Voici un petit tableau qui résume bien le topo (cliquez sur les données pour le détail):

 

Nombre de pays

Nombre de personnes

Locuteurs – pays membres de l’OIF (PDF)

54

194,8 millions

Locuteurs – autres pays (PDF)

16

28,2 millions

Apprenants – pays membres de l’OIF (PDF)

54

87,4 millions

Apprenants – autres pays (PDF)

100

24,6 millions

Donc, 223 millions de personnes parlent notre langue dans environ 70 pays.

De ce nombre, 28 millions proviennent de pays en dehors de la Francophonie institutionnelle, comme l’Algérie, les États-Unis et Israël. Parmi les pays observateurs de la Francophonie, l’Autriche et la Pologne obtiennent également un score honorable.

Les statistiques sur le nombre d’apprenants sont aussi enviables.

En tout, 112 millions de personnes apprennent le français dans le monde, dont 24 millions dans 100 pays hors de la Francophonie institutionnelle.

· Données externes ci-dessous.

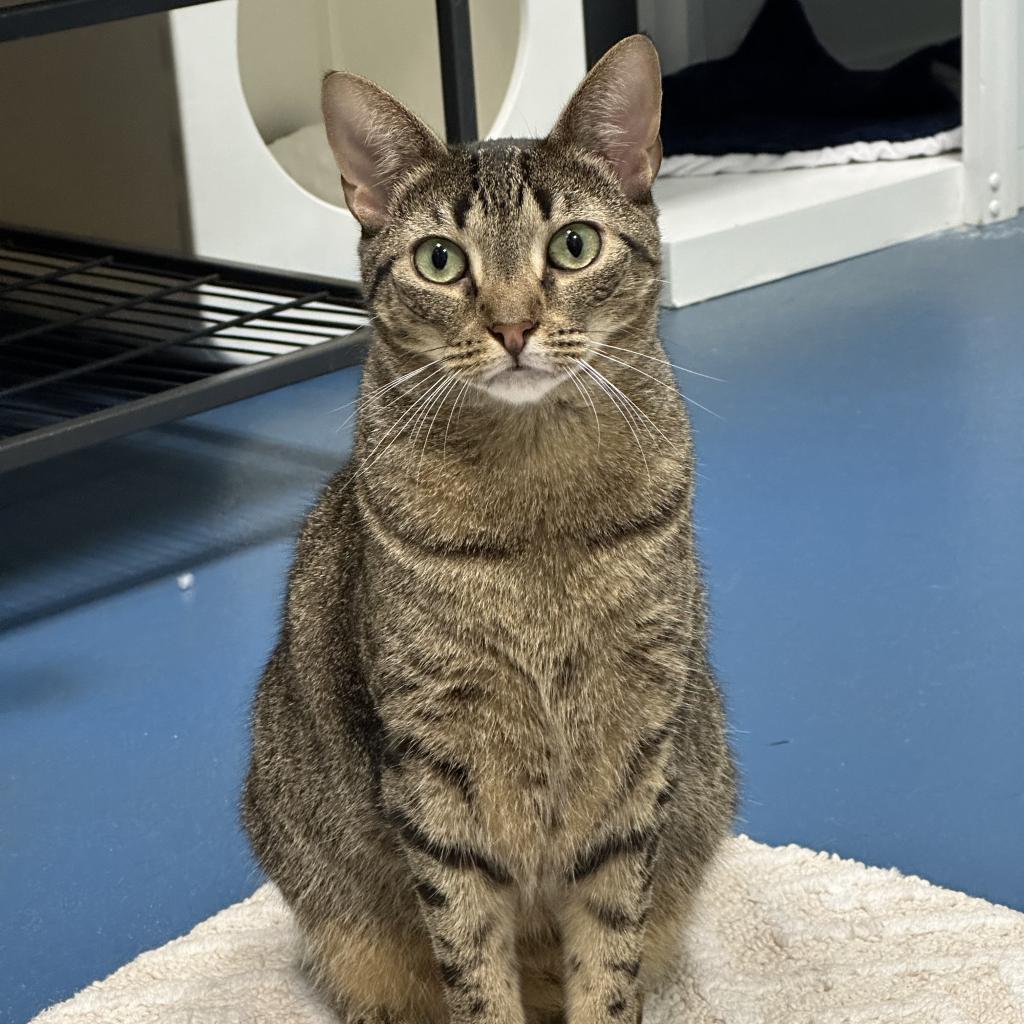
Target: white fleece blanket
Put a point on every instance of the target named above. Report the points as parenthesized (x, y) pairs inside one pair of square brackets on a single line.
[(782, 936)]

Cette liste est très incomplète. Il reste de gros trous à boucher notamment pour l’ensemble de l’Amérique au sud du Rio Grande.

Certaines données laissent songeur. En Inde, 550 000 apprenants – dix fois plus qu’en Chine. En Ouzbékistan, 421 000. Pour l’ensemble de la Russie : 792 000.

Ces statistiques sur l’enseignement laissent deviner un énorme trou statistique. Quel est le lien entre le nombre d’apprenants et de locuteurs? Si 570 000 Brésiliens apprennent le français année après année, combien deviennent francophones? Combien le demeurent? Je parierais que la langue française se porte encore mieux que ces statistiques nous le disent. Nous aurons d’ailleurs l’occasion d’approfondir la question avec de nombreux spécialistes lors de mes futures chroniques.

Certes, le français se porte mal dans les instances internationales telles l’ONU et l’Union européenne, de même que dans les cercles d’affaires. Mais il s’agit là des trois seuls secteurs où il peine. Autrement, la langue française va bien : on continue de l’apprendre partout dans le monde et elle affiche encore une belle vivacité.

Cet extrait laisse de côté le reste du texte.